Deirdre Griswold: What makes the DPRK strong
Korea has never invaded the U.S. But the U.S. sent 5.7 million troops to Korea during the war, and for three years the U.S. Air Force destroyed everything it could in the north, dropping more bombs than were dropped in Europe in all of World War II.
Ever since, the U.S. has occupied the south and kept the north in the crosshairs of its planes and ships stationed in the Pacific, many of which are armed with nuclear weapons.
So it is ludicrous to say, as all the corporate media here do, that the DPRK is irrational when it strengthens its defenses and warns against a U.S. attack. No country in the world is more justified in having a nuclear deterrent and a strong defense than the DPRK.
Just think of how many countries have been laid waste by U.S. imperialist intervention in the last 10 years alone. After seeing what has happened to Iraq, Syria, Libya, Yugoslavia, Somalia — haven’t the Koreans drawn the lesson from this that you don’t give up your weapons?
Ever since the Korean war ended in 1953, the U.S. has tried to strangle the DPRK economically. Nevertheless, it was able to rebuild very quickly — the standard of living in the north surpassed that in the south by the 1970s. It has only been since the destruction of the USSR and the rightward turn in People’s China that U.S. efforts to cripple the economy through sanctions and military pressures have cut deep.
Washington’s strategy is clear: Make life so difficult for the north Korean people that their will to resist will weaken. But that has not happened. On the contrary, they have supported strengthening their armed defense at the same time that they make even greater efforts to modernize their economy.
How are they able to do all this?
It’s because of the respect and confidence that the Workers’ Party of Korea has won over decades of struggle.
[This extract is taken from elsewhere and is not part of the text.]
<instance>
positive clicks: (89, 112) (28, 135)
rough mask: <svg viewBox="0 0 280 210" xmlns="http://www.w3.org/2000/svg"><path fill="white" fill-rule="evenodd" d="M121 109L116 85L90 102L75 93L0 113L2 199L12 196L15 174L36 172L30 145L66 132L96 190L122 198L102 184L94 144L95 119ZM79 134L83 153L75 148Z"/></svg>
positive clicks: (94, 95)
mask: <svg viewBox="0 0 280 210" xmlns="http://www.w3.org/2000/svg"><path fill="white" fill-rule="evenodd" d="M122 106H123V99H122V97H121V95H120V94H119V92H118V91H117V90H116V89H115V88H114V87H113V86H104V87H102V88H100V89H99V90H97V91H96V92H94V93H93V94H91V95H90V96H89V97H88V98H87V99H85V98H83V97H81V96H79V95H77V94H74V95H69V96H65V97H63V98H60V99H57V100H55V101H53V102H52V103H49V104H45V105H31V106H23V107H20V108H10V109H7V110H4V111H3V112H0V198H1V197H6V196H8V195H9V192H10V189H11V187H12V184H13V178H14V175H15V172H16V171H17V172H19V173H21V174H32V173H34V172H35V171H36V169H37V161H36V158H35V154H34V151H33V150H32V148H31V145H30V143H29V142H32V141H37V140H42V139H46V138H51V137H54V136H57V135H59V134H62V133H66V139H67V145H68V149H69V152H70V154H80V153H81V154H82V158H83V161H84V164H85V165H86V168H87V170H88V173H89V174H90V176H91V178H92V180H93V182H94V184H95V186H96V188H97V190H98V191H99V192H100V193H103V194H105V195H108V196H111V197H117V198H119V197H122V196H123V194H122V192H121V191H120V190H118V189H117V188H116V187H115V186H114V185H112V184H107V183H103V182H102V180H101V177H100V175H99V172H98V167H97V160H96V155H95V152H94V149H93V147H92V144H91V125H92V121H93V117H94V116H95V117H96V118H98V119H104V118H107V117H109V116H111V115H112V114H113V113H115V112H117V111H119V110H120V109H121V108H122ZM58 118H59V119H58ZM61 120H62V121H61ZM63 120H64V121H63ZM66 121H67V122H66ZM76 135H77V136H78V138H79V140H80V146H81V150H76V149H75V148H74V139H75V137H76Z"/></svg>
It is truly a workers’ party, based in the masses of people. I saw this on a trip to the DPRK in 1988, on the 40th anniversary of the founding of the DPRK. The great leader of the Korean Revolution, Kim Il Sung, spoke at a national meeting of the party cadre. Thousands of workers and war veterans, women and men of all ages, packed a large convention hall. They had the strong hands and weathered faces of people who know what work is. One million people marched the next day.
No suburbs or dachas ring Pyongyang. It’s the only city I know of that has no slums and no private mansions. The planned streets, beautiful public buildings and modern apartments are surrounded by fields of collective farms.
The wealth of the DPRK is in the public sector — libraries, schools, museums, hospitals. A recent article in the New York Times described how — miraculously! — a dairy farm in Indiana is able to supply all its energy needs from methane gas derived from animal droppings. I saw that more than 20 years ago on a collective farm in the DPRK, where trucks, tractors and cooking stoves were run on methane “cooked” from manure.
The DPRK has one of the best educational systems in the world. Every farm has a library and classrooms for continued adult education in science, agronomy, etc.
The Cubans have a saying: “Se puede mucho juntos.” We can do a lot — together. That’s the spirit in the DPRK, too, where the solidarity of the people through their party makes it possible to resist the world’s most aggressive imperialist power.